The interaction between artisanal (small-scale) mining and agriculture in Africa still needs to be carefully considered by policy-makers to ensure that people’s livelihoods and countries’ export revenues aren’t threatened. It’s also important that the relationship between the two sectors is optimised to mutual benefit.
Mining occurs in the same geographic areas as agriculture. It competes for similar inputs, like land, water and labour. This means there is a significant risk that agriculture will be adversely affected by mining. Both are vital to the survival of most African economies. They both contribute to export revenues and employ a large number of people.
But research conducted in Ghana, sub-Saharan Africa’s largest gold producer and the world’s second largest cocoa producer, reveals some troubling imbalances between the two sectors.
Most of the farmers interviewed preferred ‘crops’ to ‘carats’. This is because farming is more sustainable in the longer term. In addition, farming is, for many, the economic activity they have lived with the longest. But mining also brings in additional revenue that can greatly help farmers improve their outputs. There is nevertheless inherent tension between the two activities.

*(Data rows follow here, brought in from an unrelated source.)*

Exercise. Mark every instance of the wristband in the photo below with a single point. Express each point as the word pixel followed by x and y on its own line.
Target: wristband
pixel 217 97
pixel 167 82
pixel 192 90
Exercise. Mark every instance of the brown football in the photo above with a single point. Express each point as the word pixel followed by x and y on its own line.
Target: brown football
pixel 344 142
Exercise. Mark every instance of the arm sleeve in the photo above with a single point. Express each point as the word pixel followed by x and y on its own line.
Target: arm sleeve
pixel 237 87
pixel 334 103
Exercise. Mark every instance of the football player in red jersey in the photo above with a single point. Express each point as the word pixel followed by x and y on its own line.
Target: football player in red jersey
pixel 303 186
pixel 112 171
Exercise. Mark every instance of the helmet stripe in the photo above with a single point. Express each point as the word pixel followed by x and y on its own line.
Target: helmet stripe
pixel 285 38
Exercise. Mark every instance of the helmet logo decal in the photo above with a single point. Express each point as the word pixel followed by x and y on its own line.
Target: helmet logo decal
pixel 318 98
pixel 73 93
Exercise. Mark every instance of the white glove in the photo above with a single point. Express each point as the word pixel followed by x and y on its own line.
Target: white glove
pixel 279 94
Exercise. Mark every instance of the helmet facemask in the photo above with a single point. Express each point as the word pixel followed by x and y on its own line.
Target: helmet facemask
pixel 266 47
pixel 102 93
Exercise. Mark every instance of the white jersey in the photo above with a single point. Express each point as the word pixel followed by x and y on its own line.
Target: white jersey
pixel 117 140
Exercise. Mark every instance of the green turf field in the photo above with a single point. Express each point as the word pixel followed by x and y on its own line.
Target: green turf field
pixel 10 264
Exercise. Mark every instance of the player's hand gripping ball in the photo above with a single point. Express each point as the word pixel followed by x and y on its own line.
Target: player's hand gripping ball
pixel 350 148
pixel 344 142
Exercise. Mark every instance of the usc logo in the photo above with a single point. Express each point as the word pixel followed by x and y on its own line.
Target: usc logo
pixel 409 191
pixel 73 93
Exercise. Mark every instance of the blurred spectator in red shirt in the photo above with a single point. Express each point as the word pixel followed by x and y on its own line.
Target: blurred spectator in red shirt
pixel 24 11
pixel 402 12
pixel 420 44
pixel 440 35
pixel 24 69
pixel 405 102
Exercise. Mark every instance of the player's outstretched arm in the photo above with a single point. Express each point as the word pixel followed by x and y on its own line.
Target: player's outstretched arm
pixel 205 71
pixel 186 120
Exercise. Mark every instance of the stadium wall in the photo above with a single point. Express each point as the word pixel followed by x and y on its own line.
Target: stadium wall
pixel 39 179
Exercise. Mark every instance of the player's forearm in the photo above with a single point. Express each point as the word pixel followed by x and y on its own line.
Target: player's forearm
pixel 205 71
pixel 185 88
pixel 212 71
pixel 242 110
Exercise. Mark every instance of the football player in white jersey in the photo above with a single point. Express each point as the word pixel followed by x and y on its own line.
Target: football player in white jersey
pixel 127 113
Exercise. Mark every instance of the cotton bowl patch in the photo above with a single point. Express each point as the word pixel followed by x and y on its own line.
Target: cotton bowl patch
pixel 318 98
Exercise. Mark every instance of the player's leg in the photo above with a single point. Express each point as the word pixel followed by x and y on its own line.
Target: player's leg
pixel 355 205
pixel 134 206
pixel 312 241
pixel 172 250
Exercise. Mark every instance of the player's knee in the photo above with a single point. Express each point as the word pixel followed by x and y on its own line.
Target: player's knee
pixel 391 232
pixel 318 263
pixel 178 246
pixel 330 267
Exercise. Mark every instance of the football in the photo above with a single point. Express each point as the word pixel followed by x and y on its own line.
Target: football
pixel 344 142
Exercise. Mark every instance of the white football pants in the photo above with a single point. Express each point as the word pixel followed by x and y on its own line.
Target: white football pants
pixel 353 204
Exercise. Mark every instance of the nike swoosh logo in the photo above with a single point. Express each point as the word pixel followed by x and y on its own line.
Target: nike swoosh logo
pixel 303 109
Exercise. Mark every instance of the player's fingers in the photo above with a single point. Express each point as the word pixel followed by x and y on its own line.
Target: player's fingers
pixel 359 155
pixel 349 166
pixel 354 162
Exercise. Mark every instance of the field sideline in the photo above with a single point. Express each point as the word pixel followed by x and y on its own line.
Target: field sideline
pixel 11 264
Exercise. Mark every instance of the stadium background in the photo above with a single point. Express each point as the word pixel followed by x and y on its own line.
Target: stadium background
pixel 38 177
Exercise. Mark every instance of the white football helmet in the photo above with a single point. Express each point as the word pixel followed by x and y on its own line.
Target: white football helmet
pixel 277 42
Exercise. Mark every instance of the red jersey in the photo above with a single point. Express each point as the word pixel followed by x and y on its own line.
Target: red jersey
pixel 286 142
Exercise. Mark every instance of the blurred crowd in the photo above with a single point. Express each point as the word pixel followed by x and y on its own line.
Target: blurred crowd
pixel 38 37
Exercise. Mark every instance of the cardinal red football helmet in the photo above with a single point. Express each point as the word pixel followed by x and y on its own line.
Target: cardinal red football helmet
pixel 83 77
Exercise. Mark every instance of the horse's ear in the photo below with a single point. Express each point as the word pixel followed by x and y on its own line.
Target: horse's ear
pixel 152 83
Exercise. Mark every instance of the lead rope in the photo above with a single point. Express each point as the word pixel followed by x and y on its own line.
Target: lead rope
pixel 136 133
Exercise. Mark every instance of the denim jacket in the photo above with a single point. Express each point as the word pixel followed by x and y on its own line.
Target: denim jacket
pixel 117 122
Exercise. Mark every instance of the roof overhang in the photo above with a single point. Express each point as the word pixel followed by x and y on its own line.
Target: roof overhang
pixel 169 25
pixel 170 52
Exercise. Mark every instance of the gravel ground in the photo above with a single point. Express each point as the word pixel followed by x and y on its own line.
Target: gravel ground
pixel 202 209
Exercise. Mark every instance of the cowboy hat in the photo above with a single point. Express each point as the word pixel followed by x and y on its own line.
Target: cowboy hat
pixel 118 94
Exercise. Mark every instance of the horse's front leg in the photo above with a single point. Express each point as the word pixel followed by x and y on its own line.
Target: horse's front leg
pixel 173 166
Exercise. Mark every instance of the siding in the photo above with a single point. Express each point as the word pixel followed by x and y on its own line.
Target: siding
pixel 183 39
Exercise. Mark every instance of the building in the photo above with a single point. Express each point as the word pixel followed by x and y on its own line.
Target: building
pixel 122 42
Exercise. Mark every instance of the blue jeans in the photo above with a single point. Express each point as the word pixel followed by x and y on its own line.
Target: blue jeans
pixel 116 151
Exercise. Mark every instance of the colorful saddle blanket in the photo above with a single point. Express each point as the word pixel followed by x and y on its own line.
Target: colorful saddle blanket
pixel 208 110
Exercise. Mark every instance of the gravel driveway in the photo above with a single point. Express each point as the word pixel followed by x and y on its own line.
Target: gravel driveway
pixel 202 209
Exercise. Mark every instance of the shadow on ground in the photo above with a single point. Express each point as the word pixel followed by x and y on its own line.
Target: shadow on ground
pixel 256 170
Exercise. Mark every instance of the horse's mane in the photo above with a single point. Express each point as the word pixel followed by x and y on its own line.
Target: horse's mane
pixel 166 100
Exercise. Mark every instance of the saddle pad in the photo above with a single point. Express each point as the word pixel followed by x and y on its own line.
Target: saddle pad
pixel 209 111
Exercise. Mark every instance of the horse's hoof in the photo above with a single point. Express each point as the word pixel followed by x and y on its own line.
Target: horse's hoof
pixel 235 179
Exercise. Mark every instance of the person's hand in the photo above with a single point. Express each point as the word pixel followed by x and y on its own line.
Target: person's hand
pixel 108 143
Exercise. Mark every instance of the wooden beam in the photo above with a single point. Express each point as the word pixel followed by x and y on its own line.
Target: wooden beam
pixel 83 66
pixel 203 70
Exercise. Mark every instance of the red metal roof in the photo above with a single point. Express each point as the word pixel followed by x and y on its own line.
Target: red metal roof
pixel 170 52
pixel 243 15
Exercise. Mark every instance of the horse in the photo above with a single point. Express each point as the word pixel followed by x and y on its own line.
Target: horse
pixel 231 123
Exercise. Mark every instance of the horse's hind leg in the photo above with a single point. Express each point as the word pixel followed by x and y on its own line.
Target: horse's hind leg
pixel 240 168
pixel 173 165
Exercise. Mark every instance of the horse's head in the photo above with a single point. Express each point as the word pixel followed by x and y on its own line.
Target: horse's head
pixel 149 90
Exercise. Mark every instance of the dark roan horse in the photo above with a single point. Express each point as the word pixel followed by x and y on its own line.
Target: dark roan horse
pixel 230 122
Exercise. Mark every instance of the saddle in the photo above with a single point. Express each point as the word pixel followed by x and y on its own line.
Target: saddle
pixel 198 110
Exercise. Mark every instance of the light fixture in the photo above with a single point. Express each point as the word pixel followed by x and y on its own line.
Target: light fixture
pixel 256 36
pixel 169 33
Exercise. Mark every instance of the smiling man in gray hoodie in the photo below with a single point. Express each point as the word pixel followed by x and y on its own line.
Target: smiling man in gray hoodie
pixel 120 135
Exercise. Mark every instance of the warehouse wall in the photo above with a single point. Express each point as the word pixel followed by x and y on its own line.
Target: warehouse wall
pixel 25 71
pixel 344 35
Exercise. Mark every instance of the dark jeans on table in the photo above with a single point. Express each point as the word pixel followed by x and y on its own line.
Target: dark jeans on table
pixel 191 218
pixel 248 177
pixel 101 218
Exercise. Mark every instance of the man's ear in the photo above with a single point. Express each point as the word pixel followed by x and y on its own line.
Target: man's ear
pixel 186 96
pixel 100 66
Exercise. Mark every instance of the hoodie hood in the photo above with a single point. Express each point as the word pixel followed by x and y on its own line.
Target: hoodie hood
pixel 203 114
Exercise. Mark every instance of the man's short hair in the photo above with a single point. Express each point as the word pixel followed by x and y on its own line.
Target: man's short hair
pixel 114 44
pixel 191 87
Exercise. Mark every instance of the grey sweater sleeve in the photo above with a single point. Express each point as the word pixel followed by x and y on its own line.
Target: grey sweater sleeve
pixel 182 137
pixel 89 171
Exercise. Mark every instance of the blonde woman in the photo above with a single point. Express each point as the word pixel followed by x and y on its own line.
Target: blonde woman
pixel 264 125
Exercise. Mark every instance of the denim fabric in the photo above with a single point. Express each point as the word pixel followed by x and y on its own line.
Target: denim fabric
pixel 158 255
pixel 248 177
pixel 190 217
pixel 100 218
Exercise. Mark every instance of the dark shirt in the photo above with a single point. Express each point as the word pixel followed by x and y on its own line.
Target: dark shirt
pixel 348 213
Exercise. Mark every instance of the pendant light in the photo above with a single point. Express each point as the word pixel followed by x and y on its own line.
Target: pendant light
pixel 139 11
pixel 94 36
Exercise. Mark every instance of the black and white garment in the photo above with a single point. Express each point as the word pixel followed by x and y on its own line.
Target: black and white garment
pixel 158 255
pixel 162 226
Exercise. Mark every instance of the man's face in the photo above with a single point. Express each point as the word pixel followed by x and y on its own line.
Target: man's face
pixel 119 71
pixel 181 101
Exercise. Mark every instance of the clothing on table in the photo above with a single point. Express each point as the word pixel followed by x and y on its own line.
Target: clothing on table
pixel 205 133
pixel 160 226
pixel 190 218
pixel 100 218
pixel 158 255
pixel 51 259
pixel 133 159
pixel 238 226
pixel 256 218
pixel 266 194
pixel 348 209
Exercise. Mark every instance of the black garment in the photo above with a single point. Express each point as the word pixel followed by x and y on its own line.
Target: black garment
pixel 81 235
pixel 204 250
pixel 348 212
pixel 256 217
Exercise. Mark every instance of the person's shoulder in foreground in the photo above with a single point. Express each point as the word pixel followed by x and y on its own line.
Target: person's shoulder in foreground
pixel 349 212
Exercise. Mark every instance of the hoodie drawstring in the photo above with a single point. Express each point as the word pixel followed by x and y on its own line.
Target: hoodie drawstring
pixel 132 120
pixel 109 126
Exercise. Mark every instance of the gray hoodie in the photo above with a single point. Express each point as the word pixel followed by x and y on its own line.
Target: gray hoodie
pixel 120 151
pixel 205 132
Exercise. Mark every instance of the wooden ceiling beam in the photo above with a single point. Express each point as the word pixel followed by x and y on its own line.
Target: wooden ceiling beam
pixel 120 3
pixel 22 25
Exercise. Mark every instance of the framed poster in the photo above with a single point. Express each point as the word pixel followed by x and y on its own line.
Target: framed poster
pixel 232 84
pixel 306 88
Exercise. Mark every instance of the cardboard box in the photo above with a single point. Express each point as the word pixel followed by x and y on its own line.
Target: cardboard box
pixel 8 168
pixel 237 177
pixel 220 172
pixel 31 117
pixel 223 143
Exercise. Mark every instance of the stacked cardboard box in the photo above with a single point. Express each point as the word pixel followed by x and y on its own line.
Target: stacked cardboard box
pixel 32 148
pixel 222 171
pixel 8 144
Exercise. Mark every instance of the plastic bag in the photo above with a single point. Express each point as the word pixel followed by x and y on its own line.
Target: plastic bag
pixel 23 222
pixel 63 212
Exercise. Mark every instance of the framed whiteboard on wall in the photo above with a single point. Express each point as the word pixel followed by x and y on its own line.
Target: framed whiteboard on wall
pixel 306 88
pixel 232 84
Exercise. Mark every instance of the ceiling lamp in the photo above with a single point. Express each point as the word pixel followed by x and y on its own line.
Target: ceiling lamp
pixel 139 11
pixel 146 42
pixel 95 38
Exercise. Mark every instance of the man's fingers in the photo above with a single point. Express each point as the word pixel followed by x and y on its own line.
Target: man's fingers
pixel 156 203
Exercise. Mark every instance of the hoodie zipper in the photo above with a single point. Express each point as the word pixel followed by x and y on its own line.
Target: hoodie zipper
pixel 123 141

There is, therefore an urgent need for governments and policy makers to take a critical look into the mining–agriculture relationship. The research provides insights about the interaction between artisanal mining and agriculture in the context of social livelihoods in Africa.
Gold meets cocoa in Ghana
For the past two decades, gold mining and agriculture have contributed consistently to economic growth and development, and sustainable livelihoods in Ghana.